A teacher used the following activity to convince one of his elementary school students that 1 is not a prime number. Using colored tiles he designated the follow. ing values for the first few primes: a red tile is worth 2; a yellow worth 3; blue worth 5; and green worth 7. He then asked the student to select a few tiles and calculate the product of their values. The student's product was 90 and the teacher, without seeing the tiles, was able to determine that the student had 1 red tile, 2 yellow tiles, and 1 blue. (a) How did the teacher know these were the tiles the student selected? (b) Explain by giving examples why it is not possible to determine the numbers and colors of tiles if 1 is considered to be a prime number and assigned a colored tile.
(a) The teacher knew that the student had selected 1 red tile, 2 yellow tiles, and 1 blue tile because the product of their values, 2 x 3 x 3 x 5, equals 90. Since each yellow tile is worth 3, having 2 yellow tiles gives a product of 3 x 3 = 9. Multiplying this by the value of the blue tile, 5, gives a product of 9 x 5 = 45. The red tile, worth 2, when multiplied by 45, gives a product of 2 x 45 = 90, which matches the product the student calculated. Therefore, the teacher could conclude that the student had selected 1 red tile, 2 yellow tiles, and 1 blue tile.

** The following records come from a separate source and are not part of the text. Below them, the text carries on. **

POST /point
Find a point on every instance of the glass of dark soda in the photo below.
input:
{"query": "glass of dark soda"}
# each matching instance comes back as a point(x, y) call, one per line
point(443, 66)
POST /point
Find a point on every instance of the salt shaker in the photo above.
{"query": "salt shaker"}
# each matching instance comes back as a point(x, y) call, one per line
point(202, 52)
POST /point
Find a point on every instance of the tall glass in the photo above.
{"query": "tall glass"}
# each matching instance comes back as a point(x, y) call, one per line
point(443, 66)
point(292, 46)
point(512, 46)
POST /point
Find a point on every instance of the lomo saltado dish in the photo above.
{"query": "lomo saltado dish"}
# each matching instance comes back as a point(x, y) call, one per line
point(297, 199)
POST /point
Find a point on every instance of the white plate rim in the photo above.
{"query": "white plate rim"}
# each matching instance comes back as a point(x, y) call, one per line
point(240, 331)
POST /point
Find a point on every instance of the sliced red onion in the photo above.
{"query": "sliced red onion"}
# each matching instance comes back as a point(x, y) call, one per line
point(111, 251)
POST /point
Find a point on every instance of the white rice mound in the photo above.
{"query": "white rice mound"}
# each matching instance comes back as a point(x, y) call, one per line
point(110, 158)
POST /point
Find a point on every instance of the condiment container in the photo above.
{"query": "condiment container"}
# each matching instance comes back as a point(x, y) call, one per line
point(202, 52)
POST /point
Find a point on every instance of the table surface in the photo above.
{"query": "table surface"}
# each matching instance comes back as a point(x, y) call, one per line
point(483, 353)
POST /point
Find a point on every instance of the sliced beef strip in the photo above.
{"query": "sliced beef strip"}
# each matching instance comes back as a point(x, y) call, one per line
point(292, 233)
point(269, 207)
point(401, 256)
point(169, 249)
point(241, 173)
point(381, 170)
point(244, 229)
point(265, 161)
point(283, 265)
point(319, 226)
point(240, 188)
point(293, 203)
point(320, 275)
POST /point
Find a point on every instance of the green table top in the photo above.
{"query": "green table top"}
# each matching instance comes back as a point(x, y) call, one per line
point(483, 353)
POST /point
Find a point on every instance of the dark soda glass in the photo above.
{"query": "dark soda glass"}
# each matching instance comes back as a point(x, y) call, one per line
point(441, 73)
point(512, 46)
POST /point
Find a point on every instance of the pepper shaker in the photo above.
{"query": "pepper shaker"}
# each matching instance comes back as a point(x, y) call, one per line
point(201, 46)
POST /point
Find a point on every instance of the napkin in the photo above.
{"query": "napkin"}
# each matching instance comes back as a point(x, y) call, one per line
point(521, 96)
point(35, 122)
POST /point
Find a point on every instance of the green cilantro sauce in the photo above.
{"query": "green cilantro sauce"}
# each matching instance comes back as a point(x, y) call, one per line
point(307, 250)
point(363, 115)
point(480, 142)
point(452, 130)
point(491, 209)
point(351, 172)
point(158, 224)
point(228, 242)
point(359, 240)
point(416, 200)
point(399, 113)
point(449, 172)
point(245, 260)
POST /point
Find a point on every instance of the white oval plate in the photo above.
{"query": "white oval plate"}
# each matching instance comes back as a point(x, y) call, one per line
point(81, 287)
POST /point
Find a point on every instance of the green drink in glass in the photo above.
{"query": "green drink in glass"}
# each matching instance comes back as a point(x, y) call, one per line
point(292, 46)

(b) If 1 is considered to be a prime number and assigned a colored tile, it would not be possible to determine the number and colors of the tiles based solely on the product. This is because the product of the tile values would remain the same regardless of whether 1 is included or not. For example, if 1 is assigned a red tile (worth 2) and we have 1 red tile, 1 yellow tile (worth 3), and 1 blue tile (worth 5), the product would be 2 x 3 x 5 = 30. However, if we remove the red tile (representing 1) and have only 1 yellow tile and 1 blue tile, the product would still be 3 x 5 = 15. Thus, the product alone would not provide enough information to determine the specific numbers and colors of the tiles if 1 is considered prime.